Em ofício encaminhado ao Sr. Corregedor-Geral da Justiça, o magistrado Sidinei José Brzuska anotou: “Entretanto, para cumprir as ordens de progressão, a SUSEPE passou a descumprir as decisões de interdições parciais dos albergues, desrespeitando os tetos fixados. Mais uma vez as casas de semiaberto passaram para a superlotação e novamente dispararam os índices de fuga. Por outras palavras, para cumprir uma decisão judicial a SUSEPE descumpre outra. Mesmo assim, hoje (06.05.2010) remanescem 280 presos com progressão deferida e que continuam no regime fechado”.

Denota-se, assim, que a SUSEPE, ao “cumprir” todas as decisões concessivas de progressão de regime, superlotou as casas dos regime aberto e semiaberto irresponsavelmente, desrespeitando os tetos (já estabelecidos além da capacidade engenharia) fixados judicialmente.

Em 31.05.2010, diante do aporte de diversas reclamações dando conta do descumprimento das remoções para o regime semiaberto de presos confinados no fechado (o que ocorre até a presente data), este juízo ordenou o cumprimento dos tetos estabelecidos para o IPM, CPA e IPEP, bem como o cumprimento de todas as progressões de regime ao semiaberto pendentes.

Em 1º de julho de 2010, após a intimação formal do Superintendente da SUSEPE para que cumprisse o teto estipulado no IPM, CPA e IPEP, bem como as decisões concessivas da progressão de regime, foi, na ausência de qualquer resposta, restabelecida a interdição total das casas prisionais sujeitas às jurisdições das VEC's de Porto Alegre e Novo Hamburgo, a partir de 20.07.2010, até que a SUSEPE cumprisse as ordens judiciais.

Realizada reunião na Corregedoria-Geral da Justiça, em que estiveram presentes os representantes da SUSEPE, Ministério Público e Judiciário, postergou-se para o dia 30.07.2010, o início da vigência da interdição.

Nesse contexto, além de “prometer” que alugaria um prédio para abrigar os presos dos regimes aberto e semiaberto, o último Governo lançou o projeto “Novo Paradigma”, que previa a construção de “albergues emergenciais”. Três albergues vieram a ser destinados para a região metropolitana sob jurisdição da VEC de Porto Alegre. Ocorre que um está sendo usado por presas mulheres, em face da interdição da Casa Albergue Feminino - CAF. Outro, no Instituto Penal de Viamão, foi incendiado pelos presos (o que era previsível dada a fragilidade da construção). O último, localizado no Instituto Penal Irmão Miguel Dario, está inacabado e, porque não há como ser fornecida água pelo sistema de bombeamento existente, deve representar mais um exemplo de desperdício do dinheiro público.

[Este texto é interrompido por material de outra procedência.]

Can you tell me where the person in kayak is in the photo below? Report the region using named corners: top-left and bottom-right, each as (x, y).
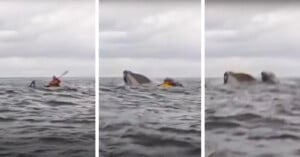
top-left (47, 76), bottom-right (61, 87)
top-left (160, 78), bottom-right (182, 88)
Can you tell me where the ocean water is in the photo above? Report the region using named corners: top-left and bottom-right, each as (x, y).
top-left (205, 78), bottom-right (300, 157)
top-left (100, 78), bottom-right (201, 157)
top-left (0, 78), bottom-right (95, 157)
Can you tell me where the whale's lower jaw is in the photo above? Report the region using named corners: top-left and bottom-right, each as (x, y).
top-left (123, 71), bottom-right (151, 86)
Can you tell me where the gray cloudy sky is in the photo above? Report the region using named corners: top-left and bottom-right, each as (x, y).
top-left (100, 0), bottom-right (201, 77)
top-left (206, 0), bottom-right (300, 77)
top-left (0, 0), bottom-right (95, 77)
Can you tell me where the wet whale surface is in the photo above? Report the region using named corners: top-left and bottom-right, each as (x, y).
top-left (0, 78), bottom-right (95, 157)
top-left (205, 78), bottom-right (300, 157)
top-left (123, 70), bottom-right (151, 86)
top-left (99, 78), bottom-right (201, 157)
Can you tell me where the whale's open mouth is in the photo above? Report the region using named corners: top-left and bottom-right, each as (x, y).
top-left (123, 70), bottom-right (151, 86)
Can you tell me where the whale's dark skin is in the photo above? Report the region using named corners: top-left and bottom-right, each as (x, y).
top-left (123, 70), bottom-right (151, 85)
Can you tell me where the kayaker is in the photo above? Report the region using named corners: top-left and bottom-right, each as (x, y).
top-left (160, 78), bottom-right (182, 88)
top-left (29, 80), bottom-right (35, 88)
top-left (48, 76), bottom-right (61, 87)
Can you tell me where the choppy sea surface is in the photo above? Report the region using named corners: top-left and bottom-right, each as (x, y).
top-left (100, 78), bottom-right (201, 157)
top-left (205, 79), bottom-right (300, 157)
top-left (0, 78), bottom-right (95, 157)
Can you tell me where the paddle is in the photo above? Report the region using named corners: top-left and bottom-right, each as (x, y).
top-left (46, 70), bottom-right (69, 87)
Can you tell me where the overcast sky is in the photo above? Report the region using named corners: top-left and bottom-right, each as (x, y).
top-left (206, 0), bottom-right (300, 77)
top-left (100, 0), bottom-right (201, 77)
top-left (0, 0), bottom-right (95, 77)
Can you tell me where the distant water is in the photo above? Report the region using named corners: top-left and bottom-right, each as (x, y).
top-left (0, 78), bottom-right (95, 157)
top-left (205, 79), bottom-right (300, 157)
top-left (100, 78), bottom-right (201, 157)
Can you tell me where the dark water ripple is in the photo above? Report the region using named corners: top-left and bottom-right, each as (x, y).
top-left (0, 78), bottom-right (95, 157)
top-left (100, 78), bottom-right (201, 157)
top-left (205, 79), bottom-right (300, 157)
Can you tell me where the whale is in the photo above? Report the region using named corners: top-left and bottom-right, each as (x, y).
top-left (261, 71), bottom-right (279, 84)
top-left (123, 70), bottom-right (151, 86)
top-left (224, 71), bottom-right (256, 84)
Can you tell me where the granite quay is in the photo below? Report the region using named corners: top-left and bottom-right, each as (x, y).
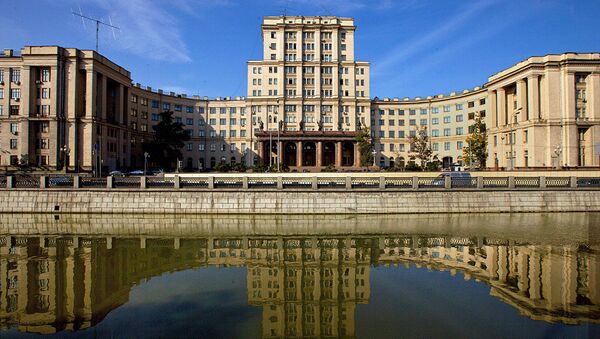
top-left (0, 172), bottom-right (600, 214)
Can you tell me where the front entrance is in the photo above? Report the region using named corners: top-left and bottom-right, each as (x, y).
top-left (302, 141), bottom-right (317, 167)
top-left (283, 141), bottom-right (298, 167)
top-left (322, 142), bottom-right (335, 167)
top-left (342, 142), bottom-right (354, 166)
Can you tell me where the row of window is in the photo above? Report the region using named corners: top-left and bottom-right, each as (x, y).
top-left (377, 141), bottom-right (464, 152)
top-left (371, 103), bottom-right (485, 116)
top-left (0, 68), bottom-right (50, 84)
top-left (371, 127), bottom-right (465, 139)
top-left (268, 31), bottom-right (346, 40)
top-left (192, 142), bottom-right (248, 153)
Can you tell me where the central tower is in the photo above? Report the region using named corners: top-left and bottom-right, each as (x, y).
top-left (247, 16), bottom-right (370, 168)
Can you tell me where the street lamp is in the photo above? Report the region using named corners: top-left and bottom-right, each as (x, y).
top-left (60, 145), bottom-right (71, 174)
top-left (144, 152), bottom-right (150, 176)
top-left (553, 145), bottom-right (562, 169)
top-left (508, 108), bottom-right (521, 171)
top-left (371, 150), bottom-right (377, 167)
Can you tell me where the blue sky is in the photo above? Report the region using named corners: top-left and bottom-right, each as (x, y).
top-left (0, 0), bottom-right (600, 97)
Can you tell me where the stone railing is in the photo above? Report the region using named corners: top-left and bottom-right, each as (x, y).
top-left (0, 173), bottom-right (600, 191)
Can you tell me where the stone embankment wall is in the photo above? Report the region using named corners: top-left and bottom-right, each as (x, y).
top-left (0, 189), bottom-right (600, 214)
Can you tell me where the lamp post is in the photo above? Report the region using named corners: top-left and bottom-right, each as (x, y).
top-left (371, 150), bottom-right (377, 167)
top-left (60, 145), bottom-right (71, 174)
top-left (508, 108), bottom-right (521, 171)
top-left (553, 145), bottom-right (562, 169)
top-left (144, 152), bottom-right (150, 176)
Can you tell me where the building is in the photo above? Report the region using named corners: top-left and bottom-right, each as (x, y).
top-left (0, 16), bottom-right (600, 171)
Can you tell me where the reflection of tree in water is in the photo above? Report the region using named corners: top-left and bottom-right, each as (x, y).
top-left (0, 235), bottom-right (600, 337)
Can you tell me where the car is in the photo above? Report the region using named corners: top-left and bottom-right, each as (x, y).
top-left (433, 172), bottom-right (471, 187)
top-left (577, 178), bottom-right (600, 187)
top-left (48, 175), bottom-right (73, 186)
top-left (108, 171), bottom-right (125, 177)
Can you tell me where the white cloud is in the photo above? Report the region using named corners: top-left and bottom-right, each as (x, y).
top-left (77, 0), bottom-right (192, 62)
top-left (371, 0), bottom-right (495, 77)
top-left (278, 0), bottom-right (398, 15)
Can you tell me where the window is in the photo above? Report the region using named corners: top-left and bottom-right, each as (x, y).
top-left (10, 69), bottom-right (21, 84)
top-left (10, 88), bottom-right (21, 100)
top-left (41, 68), bottom-right (50, 82)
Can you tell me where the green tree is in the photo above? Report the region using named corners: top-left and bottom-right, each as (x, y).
top-left (463, 117), bottom-right (488, 169)
top-left (143, 111), bottom-right (190, 170)
top-left (356, 127), bottom-right (373, 167)
top-left (408, 126), bottom-right (437, 170)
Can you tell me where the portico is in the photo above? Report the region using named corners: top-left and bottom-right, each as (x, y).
top-left (256, 131), bottom-right (360, 170)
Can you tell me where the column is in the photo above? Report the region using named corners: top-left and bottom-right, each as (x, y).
top-left (99, 74), bottom-right (108, 121)
top-left (335, 141), bottom-right (342, 167)
top-left (258, 141), bottom-right (265, 164)
top-left (316, 141), bottom-right (323, 168)
top-left (496, 88), bottom-right (508, 126)
top-left (115, 84), bottom-right (128, 125)
top-left (354, 142), bottom-right (360, 167)
top-left (527, 75), bottom-right (541, 119)
top-left (488, 91), bottom-right (498, 127)
top-left (296, 141), bottom-right (302, 167)
top-left (517, 79), bottom-right (530, 121)
top-left (277, 141), bottom-right (284, 165)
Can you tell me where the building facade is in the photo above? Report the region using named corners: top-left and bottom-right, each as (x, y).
top-left (0, 16), bottom-right (600, 171)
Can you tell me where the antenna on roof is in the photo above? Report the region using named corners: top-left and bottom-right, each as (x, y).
top-left (71, 7), bottom-right (121, 52)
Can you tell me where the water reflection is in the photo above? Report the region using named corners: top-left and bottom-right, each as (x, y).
top-left (0, 214), bottom-right (600, 338)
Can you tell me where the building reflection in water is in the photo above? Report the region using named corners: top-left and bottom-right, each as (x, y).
top-left (0, 215), bottom-right (600, 338)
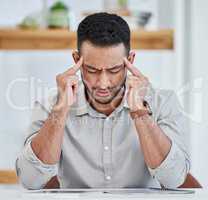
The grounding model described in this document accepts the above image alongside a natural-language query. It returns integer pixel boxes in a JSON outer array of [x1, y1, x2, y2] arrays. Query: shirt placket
[[103, 118, 113, 183]]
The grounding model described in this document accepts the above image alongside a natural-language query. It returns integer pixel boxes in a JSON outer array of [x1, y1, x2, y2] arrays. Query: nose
[[98, 71, 110, 89]]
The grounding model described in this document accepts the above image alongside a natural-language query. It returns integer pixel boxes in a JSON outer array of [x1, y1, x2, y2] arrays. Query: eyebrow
[[84, 63, 124, 71]]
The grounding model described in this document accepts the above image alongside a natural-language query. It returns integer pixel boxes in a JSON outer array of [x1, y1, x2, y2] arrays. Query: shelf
[[0, 28, 174, 50]]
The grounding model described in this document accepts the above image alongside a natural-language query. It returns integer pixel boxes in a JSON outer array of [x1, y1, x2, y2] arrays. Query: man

Ademais, é interessante sublinhar que, em se tratando de “albergues emergenciais”, pressupunha-se que o Estado, ciente de sua responsabilidade e paralelamente, providenciasse a construção de albergues definitivos. Todavia, tem-se notícia, somente, da construção de um novo albergue no Instituto Penal de Mariante, já concluída, mas que, por questões burocráticas (falta pagar um valor para a Caixa Econômica Federal), não está sendo ocupado. No contexto atual, de déficit de vagas em todo o sistema prisional, é extremamente preocupante como o Estado elege suas prioridades e gastos.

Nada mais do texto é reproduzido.